TF2AIF: Facilitating development and deployment of accelerated AI models on the cloud-edge continuum
This work addresses the problem of specialized coding requirements for AI deployment in B5G/6G systems, facilitating research in resource management and automated operations, though it appears incremental as it builds upon existing tool-flows.
The paper tackles the challenge of efficiently deploying AI models across heterogeneous hardware in cloud-edge environments by introducing TF2AIF, a tool that automatically generates multiple software versions from high-level inputs like TensorFlow, enabling deployment on diverse platforms with minimal user effort.

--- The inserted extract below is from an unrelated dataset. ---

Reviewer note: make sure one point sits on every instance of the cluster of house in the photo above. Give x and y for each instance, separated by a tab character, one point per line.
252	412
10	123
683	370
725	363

The B5G/6G evolution relies on connect-compute technologies and highly heterogeneous clusters with HW accelerators, which require specialized coding to be efficiently utilized. The current paper proposes a custom tool for generating multiple SW versions of a certain AI function input in high-level language, e.g., Python TensorFlow, while targeting multiple diverse HW+SW platforms. TF2AIF builds upon disparate tool-flows to create a plethora of relative containers and enable the system orchestrator to deploy the requested function on any peculiar node in the cloud-edge continuum, i.e., to leverage the performance/energy benefits of the underlying HW upon any circumstances. TF2AIF fills an identified gap in today's ecosystem and facilitates research on resource management or automated operations, by demanding minimal time or expertise from users.